The bill is called the 11th Judicial Package. It expands an emergency measure first used in 2020, when the government allowed prisoners in low-security facilities to move to supervised release early because of COVID. The government now proposes to extend that option to people who committed crimes before July 31, 2023, but whose convictions were not final before that date. Ruling party officials say the measure would allow these inmates to serve the remainder of their sentences outside prison under supervision.
AKP parliamentary group chair Abdullah Güler told reporters that the measure is not an amnesty and said the plan gives eligible inmates three years of early supervised release. Justice Minister Yılmaz Tunç made the same point in Ankara, saying the proposal seeks to correct unequal treatment between inmates who received the COVID benefit in 2020 and others whose trials continued for years.
Turkey’s justice ministry says the country has 395 prisons that hold more than 400,000 inmates, far above their official capacity of about 300,000. The population continued to rise after mass arrests linked to political unrest, including protests over the jailing of İstanbul Mayor Ekrem İmamoğlu and ongoing cases against people accused of involvement with the faith-based Gülen movement or with Kurdish political groups.
A similar release mechanism was expected to appear in the 10th Judicial Package that parliament passed in June, but lawmakers removed it from the final text. Legal analysts in Turkey say the government kept working on the plan and moved it into the 11th package after internal debate.
The new bill includes other measures, such as increasing penalties for groups that use children in crimes and introducing prison terms of up to 30 years for leaders of armed groups that recruit minors. It creates a separate crime for stopping vehicles on roads in traffic disputes and calls for sentences of up to three years. The proposed legislation increases penalties for firing guns in residential areas, a practice common at weddings and other celebrations. It also raises sentences in cases of injury by negligence and introduces new rules for cyber fraud, including a requirement that banks use biometric verification for opening new accounts.
The bill allows courts to freeze a bank account for up to 48 hours in suspicious cases. It also lets the Information and Communication Technologies Authority set limits on the number of mobile phone lines a person can acquire. Offenders and operators who exceed the limits may face penalties.
The package also includes rules for inmates with severe mental illness and requires courts to keep these inmates in medical facilities for a minimum period before any decision to release.
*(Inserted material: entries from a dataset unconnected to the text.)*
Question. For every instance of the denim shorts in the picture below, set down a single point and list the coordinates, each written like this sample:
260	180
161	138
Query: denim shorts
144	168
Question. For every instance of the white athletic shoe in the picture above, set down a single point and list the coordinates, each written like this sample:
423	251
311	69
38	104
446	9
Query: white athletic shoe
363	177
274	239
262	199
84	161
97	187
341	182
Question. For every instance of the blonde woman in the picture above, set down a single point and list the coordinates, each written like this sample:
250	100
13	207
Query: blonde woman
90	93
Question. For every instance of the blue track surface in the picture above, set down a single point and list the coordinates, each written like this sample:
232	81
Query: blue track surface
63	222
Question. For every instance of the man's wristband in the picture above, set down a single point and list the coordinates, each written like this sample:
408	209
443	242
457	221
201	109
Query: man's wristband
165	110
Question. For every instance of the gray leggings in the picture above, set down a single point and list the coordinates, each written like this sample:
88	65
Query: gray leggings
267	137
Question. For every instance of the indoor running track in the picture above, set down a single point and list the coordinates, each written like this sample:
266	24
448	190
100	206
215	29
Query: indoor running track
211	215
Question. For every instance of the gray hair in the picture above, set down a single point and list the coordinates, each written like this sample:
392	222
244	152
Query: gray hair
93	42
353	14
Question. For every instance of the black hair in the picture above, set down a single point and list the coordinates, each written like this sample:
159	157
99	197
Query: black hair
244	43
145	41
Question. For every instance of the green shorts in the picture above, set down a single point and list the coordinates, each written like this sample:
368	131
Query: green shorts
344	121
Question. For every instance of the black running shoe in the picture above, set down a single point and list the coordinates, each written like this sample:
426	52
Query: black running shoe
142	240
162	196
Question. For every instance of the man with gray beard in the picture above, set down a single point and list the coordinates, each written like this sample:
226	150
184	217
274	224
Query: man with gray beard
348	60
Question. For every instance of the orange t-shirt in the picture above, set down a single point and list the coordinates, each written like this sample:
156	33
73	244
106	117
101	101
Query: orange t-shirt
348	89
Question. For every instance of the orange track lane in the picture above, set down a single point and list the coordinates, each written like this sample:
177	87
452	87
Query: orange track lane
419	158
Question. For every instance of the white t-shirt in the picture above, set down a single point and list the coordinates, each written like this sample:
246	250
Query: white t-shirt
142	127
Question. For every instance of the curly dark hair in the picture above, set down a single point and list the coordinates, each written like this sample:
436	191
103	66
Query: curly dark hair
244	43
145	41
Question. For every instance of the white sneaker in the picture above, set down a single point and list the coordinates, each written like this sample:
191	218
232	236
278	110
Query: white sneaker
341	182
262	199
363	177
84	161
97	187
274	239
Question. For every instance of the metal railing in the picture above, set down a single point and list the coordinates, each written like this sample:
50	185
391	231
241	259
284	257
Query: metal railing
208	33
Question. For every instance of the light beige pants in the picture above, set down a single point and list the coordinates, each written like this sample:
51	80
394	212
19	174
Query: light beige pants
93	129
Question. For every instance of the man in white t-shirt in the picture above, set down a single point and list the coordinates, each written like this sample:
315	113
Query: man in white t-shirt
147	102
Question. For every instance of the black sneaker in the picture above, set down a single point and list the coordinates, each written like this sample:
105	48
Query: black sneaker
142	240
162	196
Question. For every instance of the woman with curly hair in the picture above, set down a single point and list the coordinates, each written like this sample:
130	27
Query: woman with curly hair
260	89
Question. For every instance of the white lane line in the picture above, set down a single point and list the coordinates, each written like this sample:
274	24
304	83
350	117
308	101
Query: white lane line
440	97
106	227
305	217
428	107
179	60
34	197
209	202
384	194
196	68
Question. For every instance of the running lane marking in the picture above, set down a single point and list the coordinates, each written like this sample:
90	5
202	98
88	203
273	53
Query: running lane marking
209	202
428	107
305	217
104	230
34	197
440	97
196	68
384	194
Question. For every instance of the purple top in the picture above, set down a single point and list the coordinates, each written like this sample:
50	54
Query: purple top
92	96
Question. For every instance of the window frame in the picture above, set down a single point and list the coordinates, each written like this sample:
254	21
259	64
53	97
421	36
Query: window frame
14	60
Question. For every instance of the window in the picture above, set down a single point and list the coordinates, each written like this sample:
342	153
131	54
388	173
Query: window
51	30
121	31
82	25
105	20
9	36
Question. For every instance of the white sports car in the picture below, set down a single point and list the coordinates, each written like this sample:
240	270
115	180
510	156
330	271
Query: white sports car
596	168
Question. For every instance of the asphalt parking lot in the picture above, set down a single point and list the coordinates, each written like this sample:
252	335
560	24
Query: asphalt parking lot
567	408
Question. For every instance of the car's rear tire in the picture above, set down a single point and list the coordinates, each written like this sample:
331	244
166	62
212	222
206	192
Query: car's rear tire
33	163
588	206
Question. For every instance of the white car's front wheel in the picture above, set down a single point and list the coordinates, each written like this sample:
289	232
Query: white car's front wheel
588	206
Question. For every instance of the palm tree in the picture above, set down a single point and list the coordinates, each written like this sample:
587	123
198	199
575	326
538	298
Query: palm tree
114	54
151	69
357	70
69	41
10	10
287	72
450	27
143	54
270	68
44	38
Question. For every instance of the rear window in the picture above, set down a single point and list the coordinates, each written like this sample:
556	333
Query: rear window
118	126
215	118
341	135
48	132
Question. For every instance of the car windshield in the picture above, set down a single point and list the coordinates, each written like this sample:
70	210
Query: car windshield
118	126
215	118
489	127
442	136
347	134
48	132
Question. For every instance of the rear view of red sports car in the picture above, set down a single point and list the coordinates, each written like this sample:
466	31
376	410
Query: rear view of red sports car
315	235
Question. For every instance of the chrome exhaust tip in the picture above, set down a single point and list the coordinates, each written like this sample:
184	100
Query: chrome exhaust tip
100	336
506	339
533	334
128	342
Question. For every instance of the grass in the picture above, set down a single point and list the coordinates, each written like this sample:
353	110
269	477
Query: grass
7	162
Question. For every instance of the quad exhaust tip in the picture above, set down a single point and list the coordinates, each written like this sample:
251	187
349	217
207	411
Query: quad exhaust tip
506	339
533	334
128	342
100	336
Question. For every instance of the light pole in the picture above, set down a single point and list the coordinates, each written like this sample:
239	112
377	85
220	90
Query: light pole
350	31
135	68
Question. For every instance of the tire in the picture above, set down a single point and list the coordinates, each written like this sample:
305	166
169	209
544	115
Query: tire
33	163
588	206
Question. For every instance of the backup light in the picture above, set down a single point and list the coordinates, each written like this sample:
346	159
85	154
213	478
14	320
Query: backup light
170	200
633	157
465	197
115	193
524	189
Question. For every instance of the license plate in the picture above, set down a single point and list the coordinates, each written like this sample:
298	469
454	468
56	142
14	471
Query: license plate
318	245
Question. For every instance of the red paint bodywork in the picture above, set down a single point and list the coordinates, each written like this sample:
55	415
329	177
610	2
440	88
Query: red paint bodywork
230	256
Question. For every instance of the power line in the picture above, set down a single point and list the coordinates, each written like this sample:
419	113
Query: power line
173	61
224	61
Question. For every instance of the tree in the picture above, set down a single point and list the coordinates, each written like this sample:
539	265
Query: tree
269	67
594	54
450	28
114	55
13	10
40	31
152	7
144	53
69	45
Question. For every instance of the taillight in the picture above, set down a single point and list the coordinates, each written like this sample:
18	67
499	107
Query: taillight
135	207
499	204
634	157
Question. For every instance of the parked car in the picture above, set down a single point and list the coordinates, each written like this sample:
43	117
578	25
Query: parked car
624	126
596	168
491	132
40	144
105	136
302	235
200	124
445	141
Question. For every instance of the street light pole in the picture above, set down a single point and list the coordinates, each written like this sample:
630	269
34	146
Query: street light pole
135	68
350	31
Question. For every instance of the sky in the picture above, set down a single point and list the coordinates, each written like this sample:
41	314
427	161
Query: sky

Parliament will debate and vote on the bill in the coming weeks.
Rights groups previously criticized the COVID-era release scheme because Turkey kept all inmates convicted under its counterterrorism laws outside the program. Those laws are widely used against political figures, Kurdish activists and people accused of links to the Gülen movement, inspired by the views of the late Muslim scholar Fethullah Gülen.
President Recep Tayyip Erdoğan has been targeting followers of the Gülen movement, inspired by the late Muslim cleric Fethullah Gülen, since corruption investigations in December 2013 implicated him as well as some members of his family and inner circle.
Dismissing the investigations as a Gülenist coup and a conspiracy against his government, Erdoğan began to target the movement’s members. He designated the movement as a terrorist organization in May 2016 and intensified the crackdown on it following an abortive putsch in July of the same year that he accused Gülen of masterminding. The movement strongly denies involvement in the coup attempt or any terrorist activity.
According to the latest figures from the Justice Ministry, more than 126,000 people have been convicted for alleged links to the movement since 2016, with 11,085 still in prison. Legal proceedings are ongoing for over 24,000 individuals, while another 58,000 remain under active investigation nearly a decade later.
In addition to the thousands who were jailed, scores of other Gülen movement followers had to flee Turkey to avoid the government crackdown.
Human rights groups said the exclusion of terrorism convictions left many political prisoners in crowded facilities, while thousands of other inmates moved to supervised release in 2020.